Das Erstgericht wies dieses Begehren mit der Begründung ab, dass sich aus den bisher aufgenommenen Beweisen ergebe, dass das benutzte Handy Mola S***** zuzuordnen sei, er selbst anlässlich eines (vom Gericht anlässlich der Hauptverhandlung vom 28. März 2007 unter Beiziehung eines Dolmetschers durchgeführten; vgl S 370 ff/I) Stimmvergleichs Gespräche, welche über dieses Mobiltelefon geführt worden seien, zugestanden und lediglich jene Telefonate in Abrede gestellt habe, in denen es um Suchtmittelan- und verkäufe gegangen sei (S 44/II).
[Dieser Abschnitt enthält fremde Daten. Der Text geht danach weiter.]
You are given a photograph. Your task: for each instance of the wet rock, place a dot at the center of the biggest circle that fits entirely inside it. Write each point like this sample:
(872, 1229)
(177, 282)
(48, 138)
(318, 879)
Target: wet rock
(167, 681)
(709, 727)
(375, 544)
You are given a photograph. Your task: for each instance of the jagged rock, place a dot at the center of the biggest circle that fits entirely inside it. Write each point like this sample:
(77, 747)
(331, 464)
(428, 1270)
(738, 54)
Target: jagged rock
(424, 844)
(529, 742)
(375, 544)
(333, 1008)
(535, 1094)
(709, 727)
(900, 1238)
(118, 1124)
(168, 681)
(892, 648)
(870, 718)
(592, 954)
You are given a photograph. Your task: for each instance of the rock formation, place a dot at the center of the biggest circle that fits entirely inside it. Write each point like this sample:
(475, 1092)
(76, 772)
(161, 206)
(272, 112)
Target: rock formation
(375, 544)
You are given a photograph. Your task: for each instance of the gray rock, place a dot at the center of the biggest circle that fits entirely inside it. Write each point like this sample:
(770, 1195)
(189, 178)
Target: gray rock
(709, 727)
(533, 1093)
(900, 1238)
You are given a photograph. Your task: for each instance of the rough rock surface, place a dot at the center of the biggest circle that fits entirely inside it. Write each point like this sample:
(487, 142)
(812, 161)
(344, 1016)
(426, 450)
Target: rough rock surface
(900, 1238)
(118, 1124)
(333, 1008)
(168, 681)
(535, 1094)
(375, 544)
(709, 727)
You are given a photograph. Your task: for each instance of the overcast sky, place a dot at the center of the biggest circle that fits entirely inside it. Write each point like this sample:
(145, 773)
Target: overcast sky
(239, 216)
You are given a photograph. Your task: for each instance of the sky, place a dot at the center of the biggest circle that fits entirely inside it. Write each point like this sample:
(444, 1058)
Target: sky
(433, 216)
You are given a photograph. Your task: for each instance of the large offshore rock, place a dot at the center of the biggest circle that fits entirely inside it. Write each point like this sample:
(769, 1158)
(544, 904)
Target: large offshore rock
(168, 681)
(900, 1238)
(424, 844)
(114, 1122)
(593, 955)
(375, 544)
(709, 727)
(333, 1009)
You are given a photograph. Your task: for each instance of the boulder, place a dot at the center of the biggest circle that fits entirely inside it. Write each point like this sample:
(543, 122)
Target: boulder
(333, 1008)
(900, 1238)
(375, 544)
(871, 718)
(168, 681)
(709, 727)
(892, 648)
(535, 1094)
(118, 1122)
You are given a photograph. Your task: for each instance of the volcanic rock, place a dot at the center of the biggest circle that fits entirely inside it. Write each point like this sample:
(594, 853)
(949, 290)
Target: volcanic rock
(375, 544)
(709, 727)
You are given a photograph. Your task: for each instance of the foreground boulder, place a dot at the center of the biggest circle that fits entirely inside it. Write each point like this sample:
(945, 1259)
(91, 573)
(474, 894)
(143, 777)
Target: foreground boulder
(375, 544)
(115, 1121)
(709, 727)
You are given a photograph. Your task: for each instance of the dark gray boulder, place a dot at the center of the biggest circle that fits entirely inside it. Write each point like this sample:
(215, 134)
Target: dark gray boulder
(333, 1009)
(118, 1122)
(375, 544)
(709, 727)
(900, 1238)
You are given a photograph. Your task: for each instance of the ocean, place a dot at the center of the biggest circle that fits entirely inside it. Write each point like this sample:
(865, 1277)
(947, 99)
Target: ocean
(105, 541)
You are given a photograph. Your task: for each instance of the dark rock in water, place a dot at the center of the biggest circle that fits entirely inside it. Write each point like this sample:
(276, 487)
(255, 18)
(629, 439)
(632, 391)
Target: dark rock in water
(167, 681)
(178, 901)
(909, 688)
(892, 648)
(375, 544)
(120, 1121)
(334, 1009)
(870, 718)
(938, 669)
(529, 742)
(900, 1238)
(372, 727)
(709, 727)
Zutreffend zeigt der Rechtsmittelwerber auf, dass mit dieser Argumentation eine vorgreifende Beweiswürdigung (vgl Ratz, WK-StPO § 281 Rz 341; RIS-Justiz RS0099523 und RS0098454) einhergeht, zumal im Beweisantrag ausdrücklich auf die Ausführungen des zur Hauptverhandlung vom 28. März 2007 beigezogenen Dolmetschers verwiesen wurde, der zwar eine Ähnlichkeit zwischen der anlässlich der Telefonüberwachung aufgezeichneten Stimme und jener des Nichtigkeitswerbers feststellte, aber nicht in der Lage war, die abgehörten Telefonate, in denen über Suchtgiftgeschäfte gesprochen wurde, hundertprozentig dem Angeklagten zuzuordnen (S 372/I). Die Tatrichter haben zu prüfen, ob und inwieweit das vom Antragsteller angestrebte Ergebnis der Beweisaufnahme geeignet ist, die dem Gericht durch die Gesamtheit der ihm vorliegenden Verfahrensergebnisse vermittelte Beweislage maßgebend zu verändern, insbesondere die bisherigen Ergebnisse des Beweisverfahrens in einer bestimmten Richtung zu widerlegen und auf diese Weise die Entscheidung zu beeinflussen (vgl RIS-Justiz RS0099523). In der Begründung des abweisenden Zwischenerkenntnisses fehlt eine derartige Abwägung. Bei der Beweiswürdigung ging das erkennende Gericht vielmehr davon aus, dass Mola S***** die von ihm bestrittenen Telefonate geführt hatte, ohne dass die beantragte und gerade diese Annahme in Frage stellende Beweisaufnahme durchgeführt worden war. Unter anderem auf diese Gespräche stützte das erkennende Gericht die inkriminierte Suchtgiftdealertätigkeit des Rechtsmittelwerbers (US 11 ff).

In Anbetracht dieses Verfahrensfehlers war daher das Urteil im Schuldspruch 1 aufzuheben.

Darüber hinaus war gemäß § 289 StPO auch der Schuldspruch 2 aufzuheben, weil dieser im Hinblick auf die zwingende Diversionsbestimmung des § 35 Abs 1 SMG iVm § 37 SMG nur dann Bestand haben könnte, wenn im zweiten Rechtsgang neuerlich eine Verurteilung nach dem SMG erfolgen würde, die nicht nur im Erwerb und Besitz geringer Mengen Suchtmittel besteht (vgl RIS-Justiz RS00119278). Solcherart war das gesamte Urteil bereits bei nichtöffentlicher Beratung sofort aufzuheben und die Sache an das Erstgericht zu neuer Verhandlung und Entscheidung zurückzuverweisen (§ 285e StPO). Damit erübrigt sich ein Eingehen auf das weitere Beschwerdevorbringen des Angeklagten.

Mit seiner Berufung war der Rechtsmittelwerber auf das kassatorische Erkenntnis zu verweisen.